How to Calculate BMR and TDEE and Why You Should?

How to Calculate BMR and TDEE and Why You Should? By Zachary Weiner - July 21, 2022
How to Calculate BMR and TDEE and Why You Should

Calculating TDEE at home

Are you trying to lose weight? Have you heard about BMR and TDEE and want to know what they are? These are two important acronyms in the weight loss community, but not many people understand them. 

Get a quick start on your weight loss journey by calculating TDEE at home!

In this article, we'll go over what BMR and TDEE stand for, how to calculate them, why it's important to find out your total daily energy expenditure, and whether or not these calculations help you lose weight.

What is TDEE?

TDEE stands for Total Daily Energy Expenditure. It is the total amount of energy your body uses in a day, including the energy you burn while sleeping. This means that by knowing your BMR, you can calculate how much food/calories you need to maintain your weight and then add a certain number of calories to that number based on your activity level (i.e., if you exercise regularly).

Why is it important?

Calculating TDEE is an important tool for people who want to lose weight since it helps them determine their baseline calorie needs and what they should be eating so they can reach their goals faster and more easily.
There are many different factors that can affect TDEE including age, gender, genetics, and activity level as well as muscle mass vs fat mass. However, by using these two formulas above we believe this will give us good estimates at least within 5-10% accuracy.

How to Calculate TDEE?

To calculate your TDEE, you need to know your BMR and the number of calories you burn through exercise. Once you have these numbers, you can use this formula:
TDEE = BMR + (1500 * x)

Where x is the number of hours per day that you exercise.

What is BMR?

The Basal Metabolic Rate (BMR) is the amount of energy (calories) your body needs for basic functions such as breathing and digesting food. BMR can be calculated by taking into consideration your age, height, weight and gender. However, it's important to note that there are a lot of factors that affect your BMR such as:

Genetics: Some people naturally have faster metabolisms than others. A slow-burning metabolism is usually caused by an underactive thyroid gland or other similar conditions; while a fast-burning metabolism may be due to high activity levels or low body fat percentage.

Body Type: This refers to how much muscle you have compared with fat in your body — the more muscle you have on top of bones/fat tissue = higher BMR because lean tissue requires more energy than fat tissue per pound! So if someone trains hard then their bodies will adapt accordingly resulting in higher daily expenditure which would result in higher daily calorie intake requirements too...

How to calculate BMR?

BMR is the number of calories you burn in a day at rest.
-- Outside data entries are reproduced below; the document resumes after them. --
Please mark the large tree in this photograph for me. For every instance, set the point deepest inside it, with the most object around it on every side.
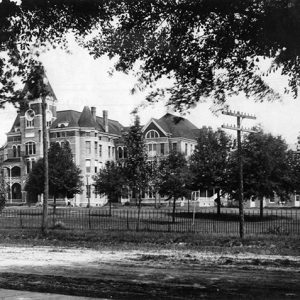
(174, 178)
(136, 166)
(266, 168)
(209, 47)
(110, 180)
(64, 176)
(209, 161)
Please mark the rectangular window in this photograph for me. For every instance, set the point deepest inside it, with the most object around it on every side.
(88, 166)
(100, 150)
(96, 148)
(30, 124)
(174, 146)
(88, 147)
(162, 149)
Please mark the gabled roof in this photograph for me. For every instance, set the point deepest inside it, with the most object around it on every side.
(85, 119)
(177, 126)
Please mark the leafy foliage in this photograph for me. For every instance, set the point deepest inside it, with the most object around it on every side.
(266, 167)
(110, 180)
(208, 163)
(136, 167)
(210, 48)
(174, 178)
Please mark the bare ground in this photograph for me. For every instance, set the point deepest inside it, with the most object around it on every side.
(151, 273)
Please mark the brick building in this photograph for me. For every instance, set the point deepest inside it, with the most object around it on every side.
(93, 140)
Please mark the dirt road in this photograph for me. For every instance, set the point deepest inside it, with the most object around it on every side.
(159, 274)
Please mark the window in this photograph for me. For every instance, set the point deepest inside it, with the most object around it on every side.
(162, 149)
(14, 151)
(152, 134)
(174, 146)
(19, 150)
(100, 150)
(96, 148)
(30, 124)
(88, 166)
(88, 147)
(120, 152)
(30, 148)
(152, 150)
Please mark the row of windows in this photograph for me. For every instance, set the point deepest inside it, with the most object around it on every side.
(97, 166)
(98, 150)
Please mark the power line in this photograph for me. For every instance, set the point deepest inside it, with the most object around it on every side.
(239, 129)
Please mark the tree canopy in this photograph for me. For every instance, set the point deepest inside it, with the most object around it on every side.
(210, 48)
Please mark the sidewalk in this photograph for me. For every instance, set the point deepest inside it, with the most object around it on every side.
(25, 295)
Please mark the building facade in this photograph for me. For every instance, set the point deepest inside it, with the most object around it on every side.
(93, 140)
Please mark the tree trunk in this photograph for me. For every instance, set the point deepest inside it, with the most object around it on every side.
(218, 203)
(54, 205)
(261, 207)
(139, 211)
(174, 209)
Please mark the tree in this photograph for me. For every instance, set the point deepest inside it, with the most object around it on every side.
(110, 180)
(209, 47)
(208, 163)
(174, 178)
(3, 192)
(265, 165)
(136, 167)
(64, 176)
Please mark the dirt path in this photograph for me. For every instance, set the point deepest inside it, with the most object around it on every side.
(163, 274)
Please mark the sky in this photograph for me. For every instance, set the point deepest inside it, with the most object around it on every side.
(78, 80)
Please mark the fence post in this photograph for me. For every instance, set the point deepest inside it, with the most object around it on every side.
(127, 219)
(90, 219)
(21, 223)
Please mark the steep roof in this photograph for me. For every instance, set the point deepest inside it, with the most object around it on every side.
(85, 119)
(177, 126)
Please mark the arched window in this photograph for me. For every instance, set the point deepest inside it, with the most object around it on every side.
(120, 152)
(152, 134)
(30, 148)
(16, 171)
(14, 151)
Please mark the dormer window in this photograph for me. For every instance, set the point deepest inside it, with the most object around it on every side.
(152, 134)
(62, 124)
(29, 116)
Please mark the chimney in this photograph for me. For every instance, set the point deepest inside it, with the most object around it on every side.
(105, 120)
(93, 110)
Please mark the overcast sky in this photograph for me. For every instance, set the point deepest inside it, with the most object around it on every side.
(78, 80)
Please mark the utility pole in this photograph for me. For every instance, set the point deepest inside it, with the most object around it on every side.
(46, 166)
(239, 131)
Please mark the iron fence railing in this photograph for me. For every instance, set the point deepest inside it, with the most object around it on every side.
(204, 220)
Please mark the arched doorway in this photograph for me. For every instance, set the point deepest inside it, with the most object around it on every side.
(16, 191)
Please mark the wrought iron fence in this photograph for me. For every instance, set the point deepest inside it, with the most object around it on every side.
(204, 220)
It’s calculated by the Harris-Benedict equation, which takes into account your age, height, weight, and gender. Your BMR will be different from someone who weighs 25 pounds more than you or someone who is 10 years older than you—so keep that in mind while using this formula!

The Harris-Benedict equation is:

Predictor Value x 4.184 + (6.755 x WKG) + (11.397 x HM) - 697 = Resting Metabolic Rate in kcal/day

Why is it important to calculate BMR and TDEE?
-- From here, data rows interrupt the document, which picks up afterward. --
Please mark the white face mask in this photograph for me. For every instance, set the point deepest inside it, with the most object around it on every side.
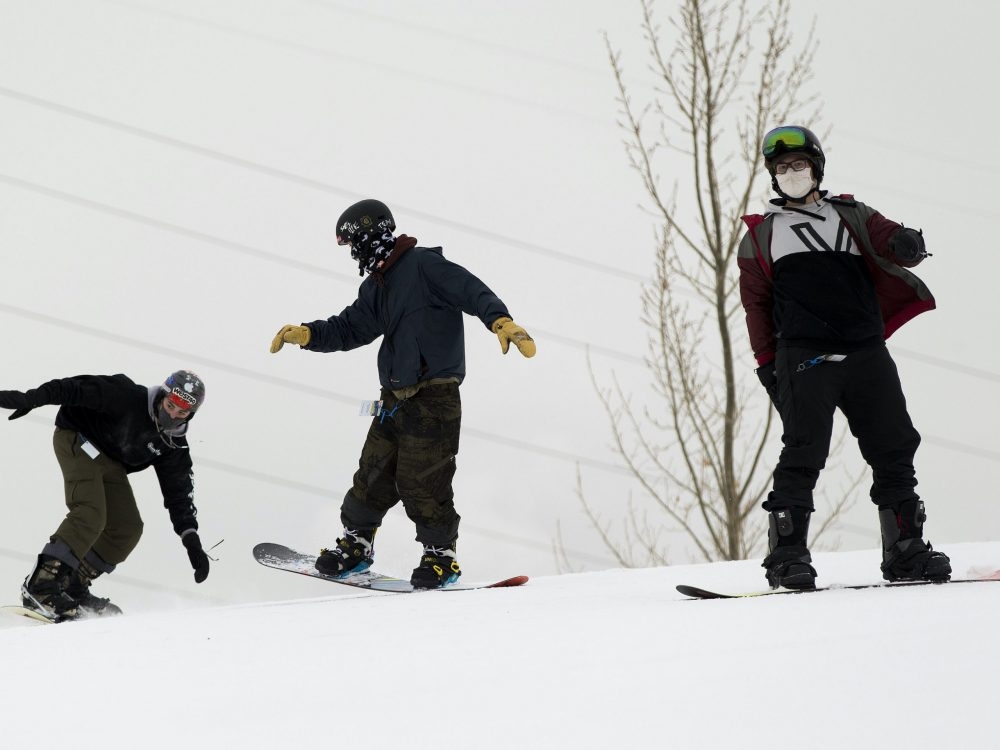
(796, 184)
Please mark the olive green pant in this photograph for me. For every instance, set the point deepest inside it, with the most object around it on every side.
(103, 516)
(409, 456)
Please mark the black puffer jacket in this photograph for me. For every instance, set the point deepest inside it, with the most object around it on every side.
(116, 415)
(417, 307)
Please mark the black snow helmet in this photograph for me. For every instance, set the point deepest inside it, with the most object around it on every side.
(184, 389)
(793, 139)
(364, 216)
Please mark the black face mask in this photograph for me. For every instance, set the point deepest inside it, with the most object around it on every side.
(368, 247)
(165, 421)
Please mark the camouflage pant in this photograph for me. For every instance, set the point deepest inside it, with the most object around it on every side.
(410, 457)
(103, 516)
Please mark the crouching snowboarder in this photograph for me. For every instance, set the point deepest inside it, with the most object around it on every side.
(108, 427)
Calculating your BMR and TDEE helps you determine how many calories you need to eat to lose weight, maintain your current weight or gain weight. 

While most people know that eating less than their BMR means they'll lose weight, it's important to understand how many calories you burn a day before deciding what kind of diet you want to follow.
And once you've determined the right amount of calories for your goals, calculating BMR is also useful because it gives you an idea of how much more exercise (or less) might be necessary. If your goal is to lose fat and get in shape while maintaining muscle mass, then working out with weights will help achieve these goals better than running alone would.
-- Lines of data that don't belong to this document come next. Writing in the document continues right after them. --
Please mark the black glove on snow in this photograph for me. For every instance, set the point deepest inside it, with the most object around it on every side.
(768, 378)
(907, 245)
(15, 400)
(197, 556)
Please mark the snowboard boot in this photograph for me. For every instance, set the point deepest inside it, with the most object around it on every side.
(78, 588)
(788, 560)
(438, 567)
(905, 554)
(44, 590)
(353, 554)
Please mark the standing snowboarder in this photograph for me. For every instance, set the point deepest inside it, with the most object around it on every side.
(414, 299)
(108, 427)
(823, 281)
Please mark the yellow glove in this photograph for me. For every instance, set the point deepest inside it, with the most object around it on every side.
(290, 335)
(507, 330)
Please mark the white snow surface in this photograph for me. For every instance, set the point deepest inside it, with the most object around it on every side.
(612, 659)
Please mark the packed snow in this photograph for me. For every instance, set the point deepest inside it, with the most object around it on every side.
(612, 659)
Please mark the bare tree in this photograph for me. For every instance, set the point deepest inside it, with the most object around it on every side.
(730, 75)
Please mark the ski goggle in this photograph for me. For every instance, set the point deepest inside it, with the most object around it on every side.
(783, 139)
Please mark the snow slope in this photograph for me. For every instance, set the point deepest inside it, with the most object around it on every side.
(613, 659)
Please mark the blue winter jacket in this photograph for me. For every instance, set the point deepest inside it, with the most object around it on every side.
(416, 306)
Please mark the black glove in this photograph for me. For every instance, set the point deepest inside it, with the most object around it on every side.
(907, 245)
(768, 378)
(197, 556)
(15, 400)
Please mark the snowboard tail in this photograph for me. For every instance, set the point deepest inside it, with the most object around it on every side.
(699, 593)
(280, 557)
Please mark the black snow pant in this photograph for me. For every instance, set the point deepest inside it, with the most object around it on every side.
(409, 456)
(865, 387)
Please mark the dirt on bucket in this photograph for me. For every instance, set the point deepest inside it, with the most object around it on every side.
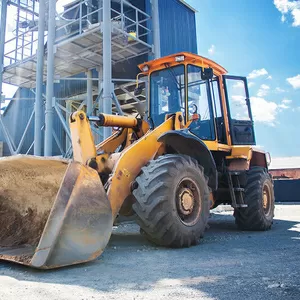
(28, 187)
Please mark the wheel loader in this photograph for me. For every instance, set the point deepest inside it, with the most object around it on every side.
(194, 149)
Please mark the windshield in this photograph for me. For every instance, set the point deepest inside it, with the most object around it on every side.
(166, 93)
(199, 95)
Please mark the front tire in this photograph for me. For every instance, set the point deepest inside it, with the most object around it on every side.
(172, 201)
(259, 196)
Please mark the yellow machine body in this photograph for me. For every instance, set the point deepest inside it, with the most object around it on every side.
(55, 213)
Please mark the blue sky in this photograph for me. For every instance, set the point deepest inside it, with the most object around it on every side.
(259, 39)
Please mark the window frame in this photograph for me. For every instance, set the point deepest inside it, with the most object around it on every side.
(210, 104)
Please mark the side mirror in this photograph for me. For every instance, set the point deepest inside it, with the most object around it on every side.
(137, 91)
(207, 73)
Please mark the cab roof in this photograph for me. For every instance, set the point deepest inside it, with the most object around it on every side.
(189, 58)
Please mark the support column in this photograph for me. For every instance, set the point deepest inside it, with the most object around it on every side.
(155, 26)
(89, 93)
(38, 106)
(50, 79)
(107, 65)
(3, 17)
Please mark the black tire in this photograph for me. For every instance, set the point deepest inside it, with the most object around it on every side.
(259, 196)
(172, 201)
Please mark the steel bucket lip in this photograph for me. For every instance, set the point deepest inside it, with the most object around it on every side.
(31, 255)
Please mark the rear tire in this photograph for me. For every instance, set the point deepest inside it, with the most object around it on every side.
(259, 196)
(172, 201)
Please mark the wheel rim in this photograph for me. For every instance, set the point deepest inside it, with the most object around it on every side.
(188, 201)
(266, 199)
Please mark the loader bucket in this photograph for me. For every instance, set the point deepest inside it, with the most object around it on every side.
(52, 213)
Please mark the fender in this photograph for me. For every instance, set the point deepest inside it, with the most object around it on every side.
(184, 142)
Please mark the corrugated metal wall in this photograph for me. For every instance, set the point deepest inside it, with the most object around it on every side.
(177, 27)
(16, 118)
(174, 38)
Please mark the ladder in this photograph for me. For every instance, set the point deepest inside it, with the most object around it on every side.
(236, 191)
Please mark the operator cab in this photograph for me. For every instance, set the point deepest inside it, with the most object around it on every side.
(179, 83)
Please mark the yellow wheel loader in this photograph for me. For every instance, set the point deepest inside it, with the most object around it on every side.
(195, 150)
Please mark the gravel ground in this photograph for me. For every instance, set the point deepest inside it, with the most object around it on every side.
(228, 264)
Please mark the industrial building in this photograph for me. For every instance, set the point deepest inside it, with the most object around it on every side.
(84, 56)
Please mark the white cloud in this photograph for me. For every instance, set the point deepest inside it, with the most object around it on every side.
(279, 90)
(212, 50)
(239, 85)
(289, 7)
(264, 111)
(263, 90)
(286, 101)
(258, 73)
(296, 16)
(283, 106)
(294, 81)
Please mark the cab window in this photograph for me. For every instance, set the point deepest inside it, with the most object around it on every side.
(199, 96)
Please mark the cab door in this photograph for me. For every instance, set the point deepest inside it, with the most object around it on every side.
(239, 110)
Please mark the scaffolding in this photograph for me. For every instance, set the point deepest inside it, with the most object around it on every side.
(49, 47)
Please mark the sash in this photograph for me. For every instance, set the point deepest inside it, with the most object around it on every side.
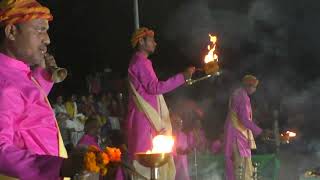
(247, 133)
(159, 120)
(62, 150)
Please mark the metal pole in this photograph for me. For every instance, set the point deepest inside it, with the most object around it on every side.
(276, 130)
(136, 14)
(196, 162)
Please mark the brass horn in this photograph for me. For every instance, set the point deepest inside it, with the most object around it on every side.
(58, 74)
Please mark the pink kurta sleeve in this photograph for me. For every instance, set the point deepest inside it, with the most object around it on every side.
(243, 110)
(44, 79)
(14, 161)
(143, 70)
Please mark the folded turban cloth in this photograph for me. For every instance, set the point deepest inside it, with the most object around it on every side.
(139, 34)
(250, 80)
(19, 11)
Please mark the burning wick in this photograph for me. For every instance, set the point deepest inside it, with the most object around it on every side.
(161, 144)
(211, 56)
(289, 134)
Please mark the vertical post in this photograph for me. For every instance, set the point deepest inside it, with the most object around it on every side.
(276, 130)
(136, 14)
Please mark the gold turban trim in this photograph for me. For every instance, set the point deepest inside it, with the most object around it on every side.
(250, 80)
(19, 11)
(139, 34)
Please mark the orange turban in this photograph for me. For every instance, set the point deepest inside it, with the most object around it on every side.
(19, 11)
(250, 80)
(139, 34)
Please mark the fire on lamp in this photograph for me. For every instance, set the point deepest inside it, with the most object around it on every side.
(211, 66)
(158, 156)
(285, 137)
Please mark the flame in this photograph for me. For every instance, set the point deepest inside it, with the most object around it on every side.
(291, 134)
(162, 144)
(211, 56)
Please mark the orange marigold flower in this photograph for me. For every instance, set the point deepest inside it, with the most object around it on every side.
(114, 154)
(103, 158)
(93, 149)
(103, 171)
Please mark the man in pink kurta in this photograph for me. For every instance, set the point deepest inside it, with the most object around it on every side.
(141, 74)
(237, 143)
(181, 149)
(29, 136)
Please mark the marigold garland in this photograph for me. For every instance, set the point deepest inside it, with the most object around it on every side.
(97, 161)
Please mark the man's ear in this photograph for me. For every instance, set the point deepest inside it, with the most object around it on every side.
(141, 42)
(10, 32)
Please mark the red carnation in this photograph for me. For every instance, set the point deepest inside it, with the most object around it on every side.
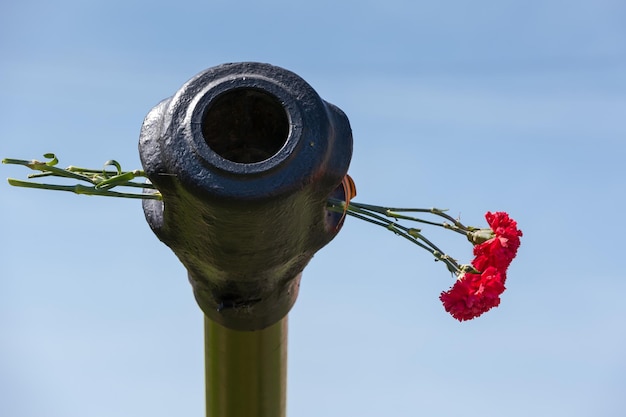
(500, 250)
(474, 294)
But doing too much cardio exercise can cause muscle loss—the opposite effect we're looking for! So if someone wants to tone up without losing muscle mass firstly by calculating their TDEE then secondly adjust accordingly by adding in resistance training exercises such as lifting weights or kettlebells etcetera into their weekly routine

Do these calculations help lose weight?

Yes, it does help you lose weight. With the information provided by your BMR and TDEE, you can know how many calories you have to eat every day in order to lose or maintain your weight. You can also determine the number of calories you should eat per day to burn fat and build muscles.

By using these calculations, you are able to reach your goals faster than before because they give you a clear picture of what type of diet plan is right for your body type and activity level.


BMR and TDEE are important concepts to know regarding your health. They can help you determine if you need to eat more or less food in order to reach a goal weight. Knowing your BMR and TDEE will also help you set realistic goals like losing five pounds in one month rather than trying for ten pounds because those numbers are just too high of an expectation for most people. Just remember that it takes time and effort, but with these calculations, you'll be well on your way to a healthier lifestyle!